OpenAFS
OpenAFS distributed network file system
/cygdrive/c/src/openafs/openafs.git/repo/src/ubik/vote.c File Reference

General Ubik Goal: The goal is to provide reliable operation among N servers, such that any server can crash with the remaining servers continuing operation within a short period of time. More...

#include <afsconfig.h>
#include <afs/param.h>
#include <roken.h>
#include <afs/opr.h>
#include <lock.h>
#include <rx/rx.h>
#include <afs/afsutil.h>
#include "ubik.h"
#include "ubik_int.h"

Functions

int uvote_ShouldIRun (void)
 Decide if we should try to become sync site.
afs_int32 uvote_GetSyncSite (void)
 Return the current synchronization site, if any.
afs_int32 SVOTE_Beacon (struct rx_call *rxcall, afs_int32 astate, afs_int32 astart, struct ubik_version *avers, struct ubik_tid *atid)
 called by the sync site to handle vote beacons; if aconn is null, this is a local call
afs_int32 SVOTE_SDebug (struct rx_call *rxcall, afs_int32 awhich, struct ubik_sdebug *aparm)
 Handle per-server debug command, where 0 is the first server.
afs_int32 SVOTE_XSDebug (struct rx_call *rxcall, afs_int32 awhich, struct ubik_sdebug *aparm, afs_int32 *isclone)
afs_int32 SVOTE_XDebug (struct rx_call *rxcall, struct ubik_debug *aparm, afs_int32 *isclone)
afs_int32 SVOTE_Debug (struct rx_call *rxcall, struct ubik_debug *aparm)
 Handle basic network debug command.
afs_int32 SVOTE_SDebugOld (struct rx_call *rxcall, afs_int32 awhich, struct ubik_sdebug_old *aparm)
afs_int32 SVOTE_DebugOld (struct rx_call *rxcall, struct ubik_debug_old *aparm)
 Handle basic network debug command.
afs_int32 SVOTE_GetSyncSite (struct rx_call *rxcall, afs_int32 *ahost)
 Get the sync site; called by remote servers to find where they should go.
void ubik_dprint_25 (const char *format,...)
void ubik_dprint (const char *format,...)
void ubik_vprint (const char *format, va_list ap)
void ubik_print (const char *format,...)
int uvote_Init (void)
 Called once/run to init the vote module.
void uvote_set_dbVersion (struct ubik_version version)
int uvote_eq_dbVersion (struct ubik_version version)
int uvote_HaveSyncAndVersion (struct ubik_version version)
 Check if there is a sync site and whether we have a given db version.

Variables

afs_int32 ubik_debugFlag = 0
 print out debugging messages?
struct vote_data vote_globals

Detailed Description

General Ubik Goal: The goal is to provide reliable operation among N servers, such that any server can crash with the remaining servers continuing operation within a short period of time.

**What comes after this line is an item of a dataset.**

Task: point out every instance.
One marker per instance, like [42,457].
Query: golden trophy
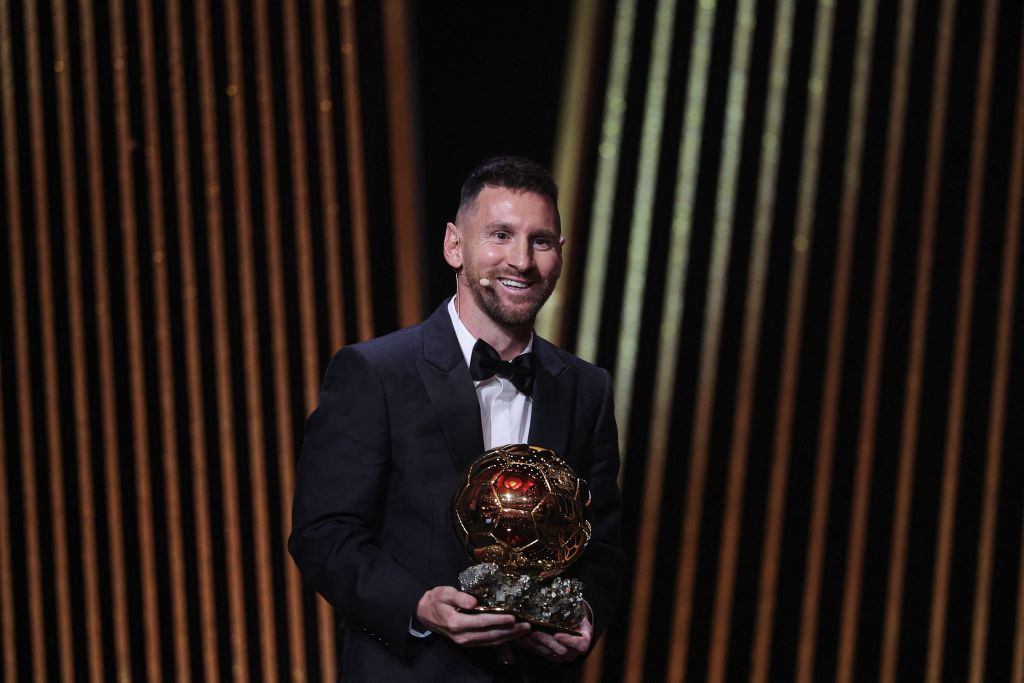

While a short outage is acceptable, this time should be order of 3 minutes or less.

Theory of operation:

Note: #SMALLTIME and #BIGTIME are essentially the same time value, separated only by the clock skew, #MAXSKEW. In general, if you are making guarantees for someone else, promise them no more than #SMALLTIME seconds of whatever invariant you provide. If you are waiting to be sure some invariant is now false, wait at least #BIGTIME seconds to be sure that #SMALLTIME seconds has passed at the other site.

Now, back to the design: One site in the collection is a special site, designated the sync site. The sync site sends periodic messages, which can be thought of as keep-alive messages. When a non-sync site hears from the sync site, it knows that it is getting updates for the next #SMALLTIME seconds from that sync site.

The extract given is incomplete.